Não há mérito algum em honrar, na administração pública, os compromissos inerentes aos cargos eletivos e, sobretudo, a confiança depositada em cada voto dos cidadãos. Realizar todos os processos dentro da lei é uma conduta obrigatória em respeito à população. A partir dessa natural conjectura, está nítido o compromisso que governos e parlamentos, nos três níveis, têm a obrigação de fazer. Haverá eleições no próximo ano, mais uma oportunidade de aprimorar a democracia, tendo como principal objetivo a honestidade e o compromisso daqueles que disputam nosso voto.

Reforma tributária eficaz somente poderá ser feita se for possível orçar quanto o País, os estados e os municípios de fato precisam para cumprir com todas obrigações que têm com a sociedade – no custeio e nos investimentos. E sob visão muito realista e honesta. Também cabe elaborar eficaz programa para liquidação de dívidas (Refis) e de ingresso dos que não estão contribuindo. A gestão pública não pode estar contaminada pelo vírus da roubalheira, que exige cada vez mais impostos e consome malas e sacos de dinheiro, recursos que poderiam gerar empreendimentos, criando empregos e promovendo equilíbrio na distribuição de renda, garantindo na prática o que os políticos pregam apenas nos discursos de campanha.

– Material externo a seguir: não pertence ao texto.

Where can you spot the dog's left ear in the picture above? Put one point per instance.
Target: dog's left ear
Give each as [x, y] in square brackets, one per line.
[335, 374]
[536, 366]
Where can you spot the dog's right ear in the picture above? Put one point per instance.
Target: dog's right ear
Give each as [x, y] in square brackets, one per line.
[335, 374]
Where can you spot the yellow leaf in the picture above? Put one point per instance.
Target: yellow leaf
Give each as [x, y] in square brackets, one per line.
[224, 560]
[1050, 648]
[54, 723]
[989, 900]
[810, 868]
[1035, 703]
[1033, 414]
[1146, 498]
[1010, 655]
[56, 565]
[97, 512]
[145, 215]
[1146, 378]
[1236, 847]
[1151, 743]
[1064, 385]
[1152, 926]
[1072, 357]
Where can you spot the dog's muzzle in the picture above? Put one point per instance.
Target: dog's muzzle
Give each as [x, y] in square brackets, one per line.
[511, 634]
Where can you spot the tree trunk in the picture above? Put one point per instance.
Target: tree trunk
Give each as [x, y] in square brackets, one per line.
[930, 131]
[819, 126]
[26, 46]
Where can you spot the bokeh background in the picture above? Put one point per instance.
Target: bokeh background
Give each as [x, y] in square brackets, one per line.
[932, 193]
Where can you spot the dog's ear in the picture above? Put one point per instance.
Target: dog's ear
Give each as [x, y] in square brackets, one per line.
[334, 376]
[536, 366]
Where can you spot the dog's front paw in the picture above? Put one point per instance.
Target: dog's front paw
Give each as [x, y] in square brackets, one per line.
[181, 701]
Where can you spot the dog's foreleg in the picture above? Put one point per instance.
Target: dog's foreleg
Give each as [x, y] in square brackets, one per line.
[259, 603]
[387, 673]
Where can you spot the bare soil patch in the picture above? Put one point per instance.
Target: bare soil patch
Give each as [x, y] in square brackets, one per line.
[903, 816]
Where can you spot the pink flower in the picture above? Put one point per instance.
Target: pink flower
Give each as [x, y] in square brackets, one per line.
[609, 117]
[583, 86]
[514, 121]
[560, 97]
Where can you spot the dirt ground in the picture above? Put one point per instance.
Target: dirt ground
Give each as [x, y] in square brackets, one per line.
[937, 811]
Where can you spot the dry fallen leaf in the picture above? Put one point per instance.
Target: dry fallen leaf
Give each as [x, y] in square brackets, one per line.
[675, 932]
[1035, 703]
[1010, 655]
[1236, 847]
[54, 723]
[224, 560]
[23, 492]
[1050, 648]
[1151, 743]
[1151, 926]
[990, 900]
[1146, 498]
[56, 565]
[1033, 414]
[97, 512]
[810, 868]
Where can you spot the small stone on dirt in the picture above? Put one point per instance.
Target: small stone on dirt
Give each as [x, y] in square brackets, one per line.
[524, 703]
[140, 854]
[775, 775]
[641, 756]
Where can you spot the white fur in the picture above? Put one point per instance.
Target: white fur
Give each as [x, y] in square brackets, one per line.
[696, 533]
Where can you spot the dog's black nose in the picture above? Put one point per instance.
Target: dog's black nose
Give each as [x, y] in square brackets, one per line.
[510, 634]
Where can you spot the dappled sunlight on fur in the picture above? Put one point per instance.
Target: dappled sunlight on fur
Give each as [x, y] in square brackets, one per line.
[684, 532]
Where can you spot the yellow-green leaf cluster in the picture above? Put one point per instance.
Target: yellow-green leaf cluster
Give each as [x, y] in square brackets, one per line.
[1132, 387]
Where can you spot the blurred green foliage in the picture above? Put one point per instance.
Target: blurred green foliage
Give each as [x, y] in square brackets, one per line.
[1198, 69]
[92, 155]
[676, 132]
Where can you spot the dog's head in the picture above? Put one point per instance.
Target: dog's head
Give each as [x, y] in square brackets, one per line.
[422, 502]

Reforma Tributária, como as demais reformas ainda pendentes, é tema essencial para todos nós. Não pode seguir sendo uma colcha de retalhos, mas sim, como o Brasil merece, uma responsável adequação entre a necessidade e o que, de modo justo, a sociedade pode contribuir para uma aplicação honesta e produtiva na busca de qualidade de vida para todos. Mais saúde, educação, trabalho, moradia, cultura e desenvolvimento, com liberdade e progresso individual e coletivo. Quando os tributos são justos, não há sonegação. Cresce a arrecadação, diminui a inadimplência e há desenvolvimento.

 

 

 

 

Por Ricardo Viveiros é jornalista, escritor e professor. Doutor em Educação, Arte e História da Cultura pela Universidade Presbiteriana Mackenzie e autor de vários livros, entre os quais: “Justiça Seja Feita”, “A Vila que Descobriu o Brasil”, “Pelos Caminhos da Educação” e “O Poeta e o Passarinho”.